Finding Equations of Curves (1 Viewer)

[flon]

hey guys help us out with this question

find the equation of the curve that is always concave upwards with a stationary point at (-1,-2) and y intercept 3.

thanks

 

[independantz]

given: f'(1)=0, f(1)=-2, satisfies (0,3)

consider: f(x)=ax^2+bx+c

2a+b=0 using f'(1)=0
a+b+c=-2, using f(1)=-2
c=3, since the curve passes through (0,3)

solving simultaneously...

a=5,b=-10,c=3 these may be wrong as i did it in my head...

therfore eq of curve : 5x^2+10x+3

 

[ianc]

hi there

always concave upwards = smiley faced parabola

this means it is in the form of y=ax^2 + bx + c

note that because it is concave up, this means that a must be postitive.

so it's just a matter of finding a,b,c


we are given a stationary point. this is really helpful!
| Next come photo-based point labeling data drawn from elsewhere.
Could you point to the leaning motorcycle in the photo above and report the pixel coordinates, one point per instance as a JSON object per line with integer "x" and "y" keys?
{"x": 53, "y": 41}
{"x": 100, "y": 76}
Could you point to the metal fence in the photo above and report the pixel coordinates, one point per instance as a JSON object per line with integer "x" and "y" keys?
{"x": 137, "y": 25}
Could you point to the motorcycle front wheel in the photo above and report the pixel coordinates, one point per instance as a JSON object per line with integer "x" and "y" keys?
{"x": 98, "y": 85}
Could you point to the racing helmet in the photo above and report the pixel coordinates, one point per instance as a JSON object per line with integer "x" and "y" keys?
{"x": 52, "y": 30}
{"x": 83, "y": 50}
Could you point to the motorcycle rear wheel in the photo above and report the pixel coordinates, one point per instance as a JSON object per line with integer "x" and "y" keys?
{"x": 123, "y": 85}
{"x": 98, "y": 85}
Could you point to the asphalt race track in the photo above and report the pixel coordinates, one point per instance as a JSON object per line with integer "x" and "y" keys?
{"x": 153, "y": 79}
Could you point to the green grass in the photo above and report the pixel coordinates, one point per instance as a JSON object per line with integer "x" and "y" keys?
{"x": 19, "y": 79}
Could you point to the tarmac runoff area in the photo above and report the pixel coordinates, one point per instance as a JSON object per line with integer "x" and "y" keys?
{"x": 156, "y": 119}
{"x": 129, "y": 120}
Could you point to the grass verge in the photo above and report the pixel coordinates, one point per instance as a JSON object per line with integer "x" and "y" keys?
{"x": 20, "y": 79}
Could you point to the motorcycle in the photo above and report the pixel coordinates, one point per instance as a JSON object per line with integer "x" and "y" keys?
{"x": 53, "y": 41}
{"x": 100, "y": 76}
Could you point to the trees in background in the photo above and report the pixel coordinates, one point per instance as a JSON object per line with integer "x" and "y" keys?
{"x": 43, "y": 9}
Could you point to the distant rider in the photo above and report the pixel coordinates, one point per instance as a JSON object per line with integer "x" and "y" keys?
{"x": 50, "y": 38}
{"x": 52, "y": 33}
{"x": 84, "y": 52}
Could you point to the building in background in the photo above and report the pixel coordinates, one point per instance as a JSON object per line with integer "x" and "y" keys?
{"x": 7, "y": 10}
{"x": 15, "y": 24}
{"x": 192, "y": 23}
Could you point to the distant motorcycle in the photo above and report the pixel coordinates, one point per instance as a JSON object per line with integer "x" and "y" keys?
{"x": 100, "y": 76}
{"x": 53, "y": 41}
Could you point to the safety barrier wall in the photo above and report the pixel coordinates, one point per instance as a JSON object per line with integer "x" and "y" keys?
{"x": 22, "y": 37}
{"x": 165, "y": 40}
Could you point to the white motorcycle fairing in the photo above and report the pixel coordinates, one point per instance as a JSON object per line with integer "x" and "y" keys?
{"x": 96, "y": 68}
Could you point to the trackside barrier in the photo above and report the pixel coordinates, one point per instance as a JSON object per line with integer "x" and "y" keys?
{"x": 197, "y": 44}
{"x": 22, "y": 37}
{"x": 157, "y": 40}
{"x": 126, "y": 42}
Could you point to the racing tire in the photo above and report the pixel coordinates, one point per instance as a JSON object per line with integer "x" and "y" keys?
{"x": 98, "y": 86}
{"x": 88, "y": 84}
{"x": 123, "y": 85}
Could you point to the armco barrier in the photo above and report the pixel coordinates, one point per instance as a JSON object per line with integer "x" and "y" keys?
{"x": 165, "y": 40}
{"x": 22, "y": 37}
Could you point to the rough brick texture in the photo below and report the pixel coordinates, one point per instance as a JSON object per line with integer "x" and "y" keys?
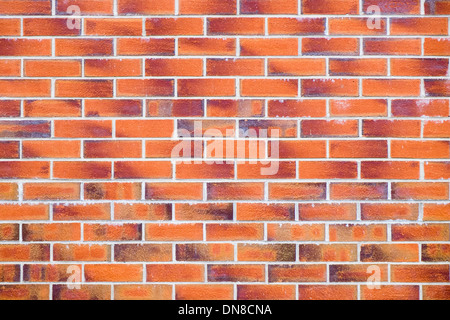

• we know that the parabola must pass through the stationary point. so substitute in x=-1 and y=-2 into our equation
  
  
• differentiate our equation to get dy/dx = 2ax + b
  the stationary point is when dy/dx=0, so substitute in x=-1 into 2ax+b=0
  
  
• y intercept is 3: this just gives us another point the curve passes through. so substitute in x=0, y=3 into our equation.
  

so by now you should have 3 equations, with 3 unknowns (a,b,c) -- so just solve them and you've worked it out!